The 1958 12-Hour Florida International Grand Prix of Endurance for the Amoco Trophy took place on 22 March, on the Sebring International Raceway, (Florida, United States). It was the second round of the F.I.A. World Sports Car Championship, which was running to new regulations introduced at the beginning of the season. The most influential of these regulations changes would be the 3.0 litre engine size limit. This was seventh running of the 12-hour race.

==Report==

===Entry===

A massive total of 73 racing cars were registered for this event, of which 70 arrived for practice. Only these, 65 qualified for, and started the race. With these new rules, and Maserati on the brink of financial crisis, Scuderia Ferrari would head the Italian challenge. Ferrari had six of their 250 TRs in Florida, of which three were works machines for Phil Hill/Peter Collins, Mike Hawthorn/Wolfgang von Trips and Luigi Musso/Olivier Gendebien. Opposition would no longer come from Maserati... but from Aston Martin.

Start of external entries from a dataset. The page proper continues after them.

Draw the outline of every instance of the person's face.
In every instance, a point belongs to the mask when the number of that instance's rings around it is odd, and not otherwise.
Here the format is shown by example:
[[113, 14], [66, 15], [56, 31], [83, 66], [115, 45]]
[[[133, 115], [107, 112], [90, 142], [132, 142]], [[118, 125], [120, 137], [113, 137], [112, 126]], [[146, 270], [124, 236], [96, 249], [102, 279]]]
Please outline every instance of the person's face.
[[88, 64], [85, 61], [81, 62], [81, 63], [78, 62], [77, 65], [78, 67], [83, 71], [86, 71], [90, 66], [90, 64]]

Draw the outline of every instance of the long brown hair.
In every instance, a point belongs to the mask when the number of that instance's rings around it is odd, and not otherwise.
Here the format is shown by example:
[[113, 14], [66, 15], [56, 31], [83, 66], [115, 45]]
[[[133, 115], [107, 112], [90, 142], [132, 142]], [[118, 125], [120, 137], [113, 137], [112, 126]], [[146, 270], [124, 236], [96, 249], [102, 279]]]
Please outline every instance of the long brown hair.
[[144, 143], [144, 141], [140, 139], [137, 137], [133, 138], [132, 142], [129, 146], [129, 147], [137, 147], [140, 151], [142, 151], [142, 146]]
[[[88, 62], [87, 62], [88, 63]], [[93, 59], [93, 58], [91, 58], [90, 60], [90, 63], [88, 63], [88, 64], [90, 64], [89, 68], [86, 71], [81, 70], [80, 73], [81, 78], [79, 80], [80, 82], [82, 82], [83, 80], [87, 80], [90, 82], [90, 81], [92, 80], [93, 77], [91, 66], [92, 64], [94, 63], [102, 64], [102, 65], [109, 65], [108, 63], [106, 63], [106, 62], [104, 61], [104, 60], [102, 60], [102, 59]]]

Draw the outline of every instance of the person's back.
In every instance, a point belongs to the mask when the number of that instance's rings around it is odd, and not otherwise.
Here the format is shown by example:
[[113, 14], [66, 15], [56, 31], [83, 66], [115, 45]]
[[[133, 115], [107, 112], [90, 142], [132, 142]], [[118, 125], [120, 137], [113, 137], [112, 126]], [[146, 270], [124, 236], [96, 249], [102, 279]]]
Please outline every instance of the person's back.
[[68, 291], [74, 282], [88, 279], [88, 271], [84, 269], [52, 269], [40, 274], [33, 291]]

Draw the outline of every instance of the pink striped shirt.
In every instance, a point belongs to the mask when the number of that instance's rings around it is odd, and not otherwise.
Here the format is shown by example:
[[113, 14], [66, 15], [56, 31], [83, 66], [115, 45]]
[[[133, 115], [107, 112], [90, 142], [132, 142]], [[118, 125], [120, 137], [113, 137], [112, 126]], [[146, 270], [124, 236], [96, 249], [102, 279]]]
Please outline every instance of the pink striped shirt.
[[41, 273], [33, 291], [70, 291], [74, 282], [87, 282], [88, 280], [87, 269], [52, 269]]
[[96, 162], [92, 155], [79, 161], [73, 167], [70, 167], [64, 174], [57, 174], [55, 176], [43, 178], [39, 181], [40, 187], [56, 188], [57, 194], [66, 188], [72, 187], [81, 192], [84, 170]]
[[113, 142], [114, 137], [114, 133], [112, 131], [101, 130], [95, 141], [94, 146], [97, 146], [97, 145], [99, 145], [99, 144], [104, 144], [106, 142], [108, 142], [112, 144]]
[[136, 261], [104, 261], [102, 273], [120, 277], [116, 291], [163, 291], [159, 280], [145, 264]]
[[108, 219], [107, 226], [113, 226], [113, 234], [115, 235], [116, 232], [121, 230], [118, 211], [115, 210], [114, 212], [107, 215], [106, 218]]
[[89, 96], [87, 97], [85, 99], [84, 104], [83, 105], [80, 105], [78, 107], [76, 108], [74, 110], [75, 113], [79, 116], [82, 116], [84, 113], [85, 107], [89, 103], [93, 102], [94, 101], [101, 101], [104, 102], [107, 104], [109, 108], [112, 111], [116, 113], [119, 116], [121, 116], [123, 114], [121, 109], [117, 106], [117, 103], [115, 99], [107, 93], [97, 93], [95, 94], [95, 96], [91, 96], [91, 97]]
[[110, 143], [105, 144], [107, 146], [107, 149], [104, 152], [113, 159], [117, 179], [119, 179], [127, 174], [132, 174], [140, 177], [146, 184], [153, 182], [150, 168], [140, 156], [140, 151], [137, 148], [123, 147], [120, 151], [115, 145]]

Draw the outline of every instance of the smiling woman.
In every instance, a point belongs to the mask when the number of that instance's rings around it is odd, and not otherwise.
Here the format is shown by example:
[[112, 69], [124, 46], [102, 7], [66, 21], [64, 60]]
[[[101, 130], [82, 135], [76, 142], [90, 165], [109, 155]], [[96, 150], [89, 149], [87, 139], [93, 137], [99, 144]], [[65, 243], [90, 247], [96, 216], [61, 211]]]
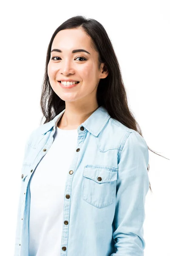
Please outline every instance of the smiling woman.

David Brown sent two Aston Martin DBR1s over from England for Stirling Moss/Tony Brooks and Carroll Shelby and Roy Salvadori. There were supported by George Constantine and John Dalton, in a DB2/4. Also on the entry list were some quick looking Jaguar D-Types though the Coventry marque were a bit out-classed by now. Ecurie Ecosse had two D-Types for Ron Flockhart/Masten Gregory and Ninian Sanderson/Ivor Bueb. Another Jag was entered by Briggs Cunningham for himself and Walt Hansgen. Cunningham also brought along two Jaguar engined Listers for Ed Crawford/Pat O'Connor and Archie Scott Brown/Hansgen. All three cars were listed with Alfred Momo being the entrant.

===Qualifying===

Because there were no qualifying sessions to set the grid, the starting positions were decided according to engine size with the 4.6 litre Chevrolet Corvette C1 of Jim Rathmann and Dick Doane in first place. Next was another Corvette of John A. Kilborn, Fred Windridge and Dick Thompson. In fact Corvette’s held the first three places.

===Race===

Day of the race would be sunny and warm, but the start of race was something of a shambles as some drivers posed for the tradition Le Mans style start, ready to sprint to their cars, while others were still ambling across the track. This prompted a false start, so everyone had to line-up again.

From his third place of the grid, Jim Jeffords was expected to be quick off the line, and indeed he was but a wheel problem stopped him out on the circuit, and by the end of lap one, he crossed the line in last place.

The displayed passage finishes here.